La partie demanderesse objecte que l’amende civile prévue par l’article 32-1 du code de procédure civile diffère d’une demande de dommage et intérêts en ce qu’elle est versée au Trésor Public et non entre les mains de la partie qui l’invoque ; que le caractère abusif de la procédure n’est nullement démontré.
Or la SARL BD SERURIER ne caractérise par aucun élément une éventuelle faute commise par la demanderesse, pouvant faire dégénérer en abus son droit d’agir en justice.
En conséquence, la SARL BD SERURIER sera déboutée de sa demande.
Sur les demandes accessoires
Succombant en ses prétentions, la SARL BD SERURIER sera condamnée aux dépens.
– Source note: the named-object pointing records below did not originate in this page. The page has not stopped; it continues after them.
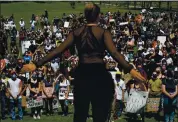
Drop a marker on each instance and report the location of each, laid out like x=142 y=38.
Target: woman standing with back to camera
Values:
x=92 y=81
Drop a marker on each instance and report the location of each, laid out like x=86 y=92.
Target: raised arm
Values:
x=128 y=68
x=52 y=55
x=115 y=54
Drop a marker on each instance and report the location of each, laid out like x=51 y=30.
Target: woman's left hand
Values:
x=136 y=75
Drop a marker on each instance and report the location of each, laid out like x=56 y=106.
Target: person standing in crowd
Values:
x=169 y=89
x=155 y=91
x=92 y=80
x=48 y=89
x=14 y=89
x=32 y=47
x=155 y=86
x=34 y=87
x=64 y=92
x=22 y=23
x=120 y=91
x=3 y=96
x=23 y=92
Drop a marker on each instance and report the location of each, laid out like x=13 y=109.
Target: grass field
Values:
x=25 y=10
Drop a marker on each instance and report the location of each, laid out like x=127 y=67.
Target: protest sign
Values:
x=123 y=23
x=31 y=102
x=152 y=104
x=2 y=64
x=48 y=91
x=66 y=24
x=111 y=20
x=136 y=101
x=62 y=95
x=162 y=39
x=55 y=103
x=25 y=45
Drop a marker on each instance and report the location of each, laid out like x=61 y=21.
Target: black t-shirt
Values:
x=170 y=84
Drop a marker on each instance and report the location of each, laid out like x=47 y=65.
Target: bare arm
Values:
x=68 y=42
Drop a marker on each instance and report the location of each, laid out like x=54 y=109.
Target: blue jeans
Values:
x=169 y=109
x=17 y=102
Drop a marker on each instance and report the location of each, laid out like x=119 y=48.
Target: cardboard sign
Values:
x=123 y=23
x=153 y=104
x=49 y=91
x=31 y=102
x=66 y=24
x=136 y=101
x=162 y=39
x=25 y=45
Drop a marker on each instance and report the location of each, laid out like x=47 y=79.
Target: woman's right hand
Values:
x=28 y=68
x=136 y=75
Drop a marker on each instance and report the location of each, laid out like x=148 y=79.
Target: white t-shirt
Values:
x=14 y=87
x=119 y=87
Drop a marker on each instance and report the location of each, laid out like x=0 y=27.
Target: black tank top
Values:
x=88 y=45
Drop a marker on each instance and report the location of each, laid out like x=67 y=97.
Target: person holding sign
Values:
x=63 y=94
x=120 y=90
x=34 y=87
x=48 y=89
x=14 y=89
x=169 y=89
x=92 y=80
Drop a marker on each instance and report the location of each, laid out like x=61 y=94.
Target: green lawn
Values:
x=26 y=9
x=58 y=118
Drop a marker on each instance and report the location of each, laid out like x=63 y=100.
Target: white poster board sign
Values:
x=25 y=45
x=31 y=103
x=66 y=24
x=136 y=101
x=113 y=73
x=55 y=103
x=162 y=39
x=144 y=28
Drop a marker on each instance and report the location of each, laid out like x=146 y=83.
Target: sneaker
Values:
x=34 y=117
x=38 y=117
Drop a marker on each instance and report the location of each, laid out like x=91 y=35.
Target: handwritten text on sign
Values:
x=136 y=101
x=153 y=104
x=31 y=102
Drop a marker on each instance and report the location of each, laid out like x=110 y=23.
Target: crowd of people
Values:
x=134 y=35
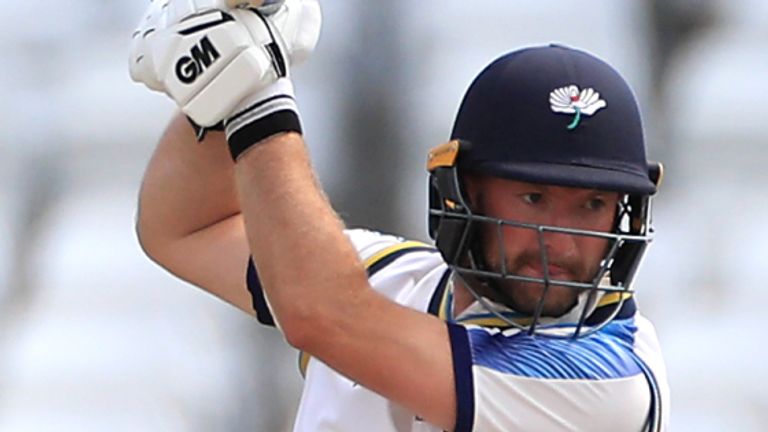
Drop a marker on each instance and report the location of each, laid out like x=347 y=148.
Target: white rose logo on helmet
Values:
x=569 y=100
Par ailleurs, compte tenu des circonstances de l’espèce, la SARL BD SERURIER sera condamnée à payer à la SCI GM, la somme de 2.000 euros au titre de l’article 700 du code de procédure civile.
PAR CES MOTIFS
Nous, juge des référés, statuant publiquement, par ordonnance contradictoire et en premier ressort,
Constatons que les conditions de l’acquisition de la clause résolutoire sont réunies ;
Constatons l’acquisition de la clause résolutoire à compter du 25 février 2024 ;
Ordonnons, à défaut de restitution volontaire des lieux dans les quinze jours de la signification de la présente ordonnance, l’expulsion de la SARL BD SERURIER et de tout occupant de son chef des lieux situés [Adresse 1] [Localité 4] avec le concours, en tant que de besoin, de la force publique et d’un serrurier ;
Disons n’y avoir lieu au prononcé d’une astreinte ;
Disons, en cas de besoin, que les meubles se trouvant sur les lieux seront remis aux frais de la personne expulsée dans un lieu désigné par elle et qu’à défaut, ils seront laissés sur place ou entreposés en un autre lieu approprié et décrits avec précision par l’huissier chargé de l’exécution, avec sommation à la personne expulsée d’avoir à les retirer dans un délai de quatre semaines à l’expiration duquel il sera procédé à leur mise en vente aux enchères publiques, sur autorisation du juge de l’exécution, ce conformément à ce que prévoient les dispositions du code des procédures civiles d’exécution sur ce point ;
Condamnons la SARL BD SERURIER à payer à la SCI GM à compter du 25 février 2024, une indemnité d’occupation provisionnelle mensuelle équivalente au montant des loyers, charges et taxes tels que contractuellement prévus, et jusqu’à la libération effective des lieux ;
Déboutons la SARL BD SERURIER de sa demande de délai de paiement ;
Déboutons la SARL BD SERURIER de sa demande de dommages et intérêts pour procédure abusive ;
Condamnons la SARL BD SERURIER aux entiers dépens, en ce compris le coût du commandement ;
Condamnons la SARL BD SERURIER à payer à la SCI GM la somme de 2 000 euros par application des dispositions de l'article 700 du code de procédure civile ;
Rappelons que l'ordonnance de référé rendue en matière de clause résolutoire insérée dans le bail commercial a seulement autorité de chose jugée provisoire ;
Rappelons que la présente décision est exécutoire à titre provisoire.
Fait à Paris le 09 août 2024
La Greffière, La Présidente,
Célia HADBOUN Cristina APETROAIE
Décision préparée avec le concours de [X] [U], juriste-assistante.